I'm using C++ in Visual Studio to create a Windows Console application that will compute the means of X, 1/X and ln X for the positive values of X stored in the first n A-column cells of a CSV. My strategy is push_backing the cells' contents into a vector, then summing values dependent on the vector's entries (e.g. reciprocals for 1/X) and dividing the result by the vector length. The mean of X is slightly smaller than it should be, indicating the vector length is 1 more than the sample size and the extra entry is zero. This also explains why the means of 1/X and -ln X are respectively inf and -inf. So in theory one solution is to pop_back the vector before computing statistics.

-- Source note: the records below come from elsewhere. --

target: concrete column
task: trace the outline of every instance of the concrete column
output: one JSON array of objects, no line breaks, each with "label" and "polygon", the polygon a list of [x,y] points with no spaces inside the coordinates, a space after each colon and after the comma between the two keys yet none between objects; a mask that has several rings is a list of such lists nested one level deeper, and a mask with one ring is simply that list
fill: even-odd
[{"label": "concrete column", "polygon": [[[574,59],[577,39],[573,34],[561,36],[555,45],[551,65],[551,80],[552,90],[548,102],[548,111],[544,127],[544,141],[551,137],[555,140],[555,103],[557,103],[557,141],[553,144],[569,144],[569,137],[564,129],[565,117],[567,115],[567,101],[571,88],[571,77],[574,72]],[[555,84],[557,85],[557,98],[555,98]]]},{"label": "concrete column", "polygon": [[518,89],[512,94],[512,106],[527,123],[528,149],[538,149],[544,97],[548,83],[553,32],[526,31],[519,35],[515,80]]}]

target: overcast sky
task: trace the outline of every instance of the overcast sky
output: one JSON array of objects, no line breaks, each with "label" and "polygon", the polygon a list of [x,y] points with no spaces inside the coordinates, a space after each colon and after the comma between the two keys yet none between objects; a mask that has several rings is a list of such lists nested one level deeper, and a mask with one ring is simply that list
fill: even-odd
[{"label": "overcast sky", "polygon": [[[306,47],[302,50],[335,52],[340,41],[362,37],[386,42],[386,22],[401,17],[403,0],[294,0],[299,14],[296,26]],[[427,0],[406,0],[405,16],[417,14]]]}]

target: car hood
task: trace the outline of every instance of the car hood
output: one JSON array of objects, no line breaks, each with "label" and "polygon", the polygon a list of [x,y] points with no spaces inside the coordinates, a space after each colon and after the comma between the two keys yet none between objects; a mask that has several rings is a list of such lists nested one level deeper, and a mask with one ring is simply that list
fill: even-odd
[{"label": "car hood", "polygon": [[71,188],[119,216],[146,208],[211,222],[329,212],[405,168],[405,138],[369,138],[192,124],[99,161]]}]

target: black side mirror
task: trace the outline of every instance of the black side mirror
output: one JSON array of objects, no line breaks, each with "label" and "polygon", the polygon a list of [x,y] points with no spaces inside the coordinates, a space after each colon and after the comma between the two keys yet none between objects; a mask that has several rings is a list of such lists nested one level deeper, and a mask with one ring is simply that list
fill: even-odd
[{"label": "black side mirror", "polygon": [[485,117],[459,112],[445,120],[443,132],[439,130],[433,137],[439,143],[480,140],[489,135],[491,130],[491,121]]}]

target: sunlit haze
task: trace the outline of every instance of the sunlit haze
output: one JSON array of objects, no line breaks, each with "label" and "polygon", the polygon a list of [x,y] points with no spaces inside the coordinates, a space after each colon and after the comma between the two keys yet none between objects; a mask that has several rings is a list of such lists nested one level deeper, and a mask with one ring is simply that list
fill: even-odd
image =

Unfortunately, I've tried this and countless other methods and nothing else works.
I'll conclude by copy-pasting a minimal example of the code, and listing things I've tried. (If you think one of those methods "should" work and I probably flubbed their execution, please check it does before posting, because this program has been surprisingly stubborn for the past 3 days.) The CSV I used is here.
#include "stdafx.h"
#include <iostream>
#include <fstream>
#include <string>
#include <algorithm>
#include <numeric>
#include <stdio.h>
#include <math.h>
#include <vector>
int main()
{
std::ifstream file("Example.csv");
double value;
std::string valuetmp;
std::vector<double> dataset;
dataset.clear();
while (file.good())
{
getline(file, valuetmp);
value = ::atof(valuetmp.c_str());
dataset.push_back(value);
}
int n = dataset.size();
int i;
double sigmaxi;
sigmaxi = 0;
for (i = 0; i < n; i++) {
sigmaxi += dataset[i];
}
double meanxi;
meanxi = sigmaxi / (1.0*n);
double sigma1overxi;
sigma1overxi = 0;
for (i = 0; i < n; i++) {
sigma1overxi += 1.0 / dataset[i];
}
double mean1overxi;
mean1overxi = sigma1overxi / (1.0*n);
double sigmalnxi;
sigmalnxi = 0;
for (i = 0; i < n; i++) {
sigmalnxi += log(dataset[i]);
}
double meanlnxi;
meanlnxi = sigmalnxi / (1.0*n);
std::cout << "The mean of X is ";
std::cout << meanxi << ", whereas the mean of 1/X is ";
std::cout << mean1overxi << ", and the mean of ln X is ";
std::cout << meanlnxi << ". \n";
std::cout << "Press ENTER to close.";
std::cin.ignore(std::numeric_limits<std::streamsize>::max(), '\n');
return 0;
}
I've tried:
The erase-remove idiom;
Changing the push_back rule so that only non-zero entries are added to dataset;
Renaming the original vector baddataset, then defining dataset as the first baddataset.size()-1
entries as baddataset;
Writing int n = dataset.size()-1;
(or various syntactical variants thereof, but nothing seems to convey the “1 less than that” instruction);
Writing int n = dataset.size();
then using n = n-1; or n--; to reduce n by 1;
Writing int badn = dataset.size(); int n = badn-1;
(you can see how desperate I’m getting);
Replacing for(i = 0; i < n; i++)
during summations with for(i = 0; i < n-1; i++)
, then dividing by n-1 at the end instead of n;
Stating that only nonzero entries are manipulated to add something (e.g. their logarithm) to the sum being computed;
Defining oldsigma1overxi etc., making sure these "old" sums store the other sums' previous values, and resetting sums to their "old" values if they become inf or nan (this doesn't fix the division-by-the-wrong-n problem, but it'd be something);
Changing the functions to approximations (I'll eventually work with a data set of large numbers from 40,000 to 6,000,000,000) that don't diverge at 0 (I haven't a clue why it doesn't calculate when I do that).